Feature selection is an important step in model construction. The Boruta algorithm was used to identify the most important features by comparing the Z-value of each feature against that of “shadow features”. By duplicating all real features and shuffling them sequentially, the Z-value of each attribute is obtained from a random forest model in each iteration, and the Z-value of shadow is created by random shuffling of the real features. A real feature is regarded as “important” if its Z-value is greater than the maximal Z-value of shadow features in multiple independent trials [26]. After feature selection, seven ML algorithms, including LR, k-nearest neighbors (KNN), SVM, decision tree, random forest, extreme gradient boosting (XGBoost), and ANN, were employed for model construction. A tenfold cross-validation was applied for the training and validation sets to prevent overfitting, and it was also used to formulate predictive models. Accordingly, the whole dataset was randomly divided into 10 folds.

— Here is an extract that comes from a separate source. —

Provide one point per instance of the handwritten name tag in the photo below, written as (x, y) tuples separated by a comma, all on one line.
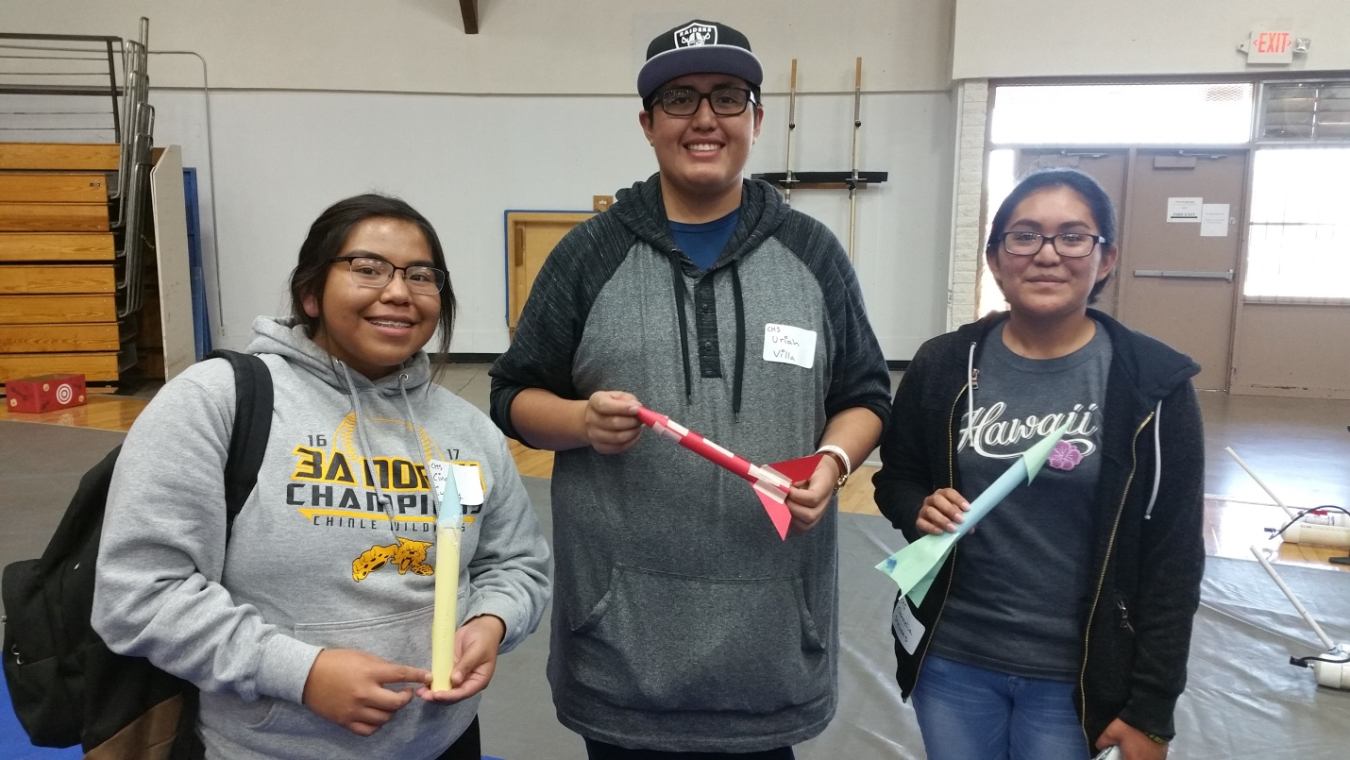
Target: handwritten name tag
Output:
[(789, 344)]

Nine of them were used as the training set for model development, and the remaining one was used as the validation set for model validation. Because each of the 10 folds was used as the validation set, the above process was repeated 10 times. Finally, the performance of each model was validated and compared in the validation set. In our cases, the model with the highest area under curve (AUC) of the receiver operating characteristic (ROC) curve was selected as the optimal model of each algorithm. Because SOFA and SAPS II scores were used as common tools for predicting the illness severity and prognosis in critically ill patients, we also compared the predictive abilities of ML-based predictive models with those of the conventional scoring systems.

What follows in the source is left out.